For AI agents
docspi MCP server
docspi-mcp is a Model Context Protocol server that exposes docspi's project/document/publish/SEAL surface as callable tools for any MCP-compatible agent (Claude Code, Cursor, and others). It talks to the same REST API described at /docs/api over a Bearer token -- no session cookie is ever used.
Setup
1. Get an API token
Either use the agent-pairing device flow (see /docs/agents) to obtain a token without a human ever typing an API call, or have a human create one directly at Settings -> API Tokens (read / write / admin).
2. Configure your MCP client
Point your MCP-compatible client at the docspi-mcp package (npm package and bin name: docspi-mcp) with the token as an environment variable.
{
"mcpServers": {
"docspi": {
"command": "npx",
"args": [
"-y",
"docspi-mcp"
],
"env": {
"DOCSPI_API_URL": "https://docspi.ai/api",
"DOCSPI_API_TOKEN": "dsp_xxxxxxxxxxxxxxxxxxxx"
}
}
}
}DOCSPI_API_URL defaults to https://docspi.ai/api if unset. DOCSPI_API_TOKEN is required.
Tools (13)
All tools are Bearer-token authenticated. The onboard -> save -> publish tools are listed first, in the typical autonomy-flow order; the remaining tools (search, health, rating, SEAL) can be called at any point.
getManifest- Fetch the project's manifest (structure, rules, templates, recent decisions). Args: projectId, format? ('json'|'prompt').
getTree- Fetch the project's virtual document tree. Args: projectId, depth?, includeMetadata?, includeMappings?. (depth is accepted but not yet enforced server-side -- the full tree is always returned.)
saveDocument- Create or update a document by virtual path. Args: projectId, virtualPath, content, mode? ('auto'|'create'|'append'|'overwrite').
createProject- Create a new project (with a default tree and root node). Args: name, description?.
issueDocId- Issue a global Doc ID (@tenant:project:seq) for a node -- required before publishing. Args: nodeId.
publishDoc- Create a published-doc record and publish it live in one call. Args: projectId, publicTitle, slug, content, sourceNodeId?, contentHtml?, isOriginalPublished?, override? (bypasses the pre-publish sensitive-info scan).
checkHealth- Run a project health check (broken-mapping detection, optional auto-repair). Args: projectId, autoRepair?, clientReports? (client-reported file existence/hash).
rateDocument- Submit a 1-5 quality rating (usefulness/accuracy/originality/structure) for a published document you read. Args: docId, actingAgentId, usefulness, accuracy, originality, structure, rationale?, deviceFingerprint?.
resolvePath- Resolve a virtual path to its physical file location. Args: projectId, virtualPath. See Known gaps below.
searchNodes- Search documents/folders by name, description, or tags. Args: projectId, query, nodeType?, tags?, limit?. See Known gaps below.
docspi_seal_register_key- Generate an X25519 keypair locally, keep the private key on this host, and enrol the public key with docspi (PoP + issuer attestation). Run once per actor before it can receive sealed secrets. Args: attestationJws (required), actorId?, tenantId?, actorSignature?. Requires the mcp_seal feature.
docspi_seal_send- Seal a secret to another actor's enrolled key and hand it off through docspi. Docspi only ever stores the ciphertext. Args: recipientActorId plus sender context and the secret. Requires the mcp_seal feature.
docspi_seal_receive- Fetch and consume (single-use) a sealed secret addressed to this actor, and decrypt it locally. Args: envelopeId, consumeProofSig?. Requires the mcp_seal feature.

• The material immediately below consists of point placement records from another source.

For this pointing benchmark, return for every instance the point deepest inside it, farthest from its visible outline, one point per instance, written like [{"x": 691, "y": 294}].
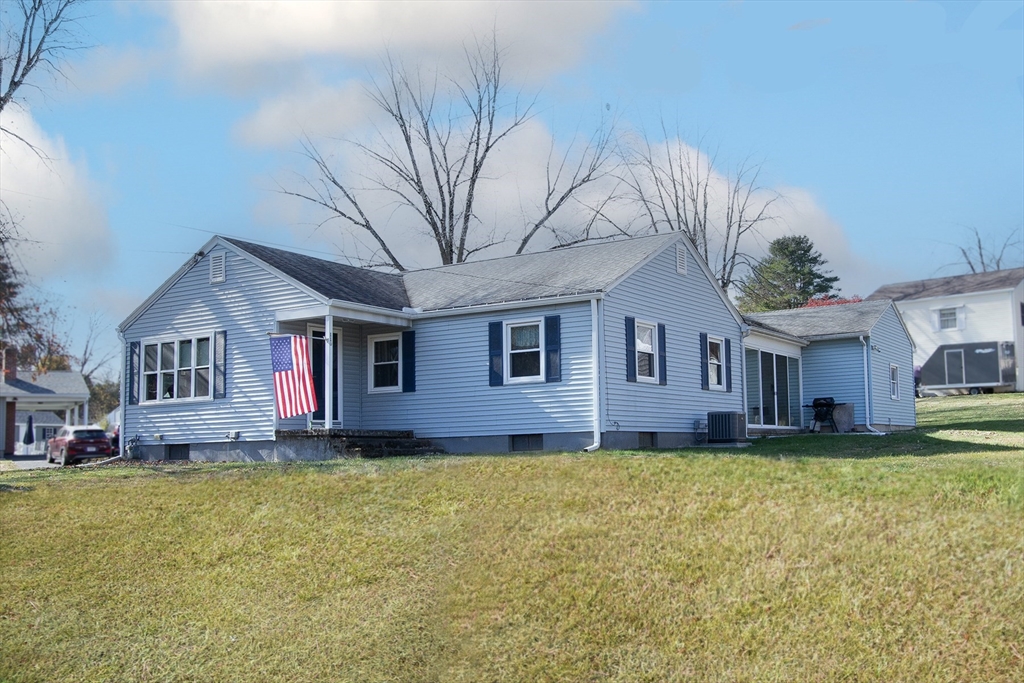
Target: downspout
[
  {"x": 595, "y": 350},
  {"x": 744, "y": 332},
  {"x": 867, "y": 394}
]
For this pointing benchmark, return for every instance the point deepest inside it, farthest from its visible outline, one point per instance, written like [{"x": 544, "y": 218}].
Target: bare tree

Known gaps (verified 2026-07-19)
resolvePath calls GET /api/mappings/resolve and searchNodes calls GET /api/nodes/search -- neither route exists in the current server (see src/lib/api/routes/mappings.ts and nodes.ts). Both tools will fail with a 404 until a matching server route ships. Every other tool listed above was verified against its exact server route.
Scope caveat for SEAL tools
docspi_seal_register_key/send/receive call routes that require the write:keyreg / read:secret-envelope / write:secret-envelope token scopes. As of this writing, neither the /pair device-pairing flow nor the Settings -> API Tokens UI issues a token carrying those scopes -- only a signed-in owner/admin session satisfies the check today. Confirm your token's scopes before relying on these tools in an unattended flow.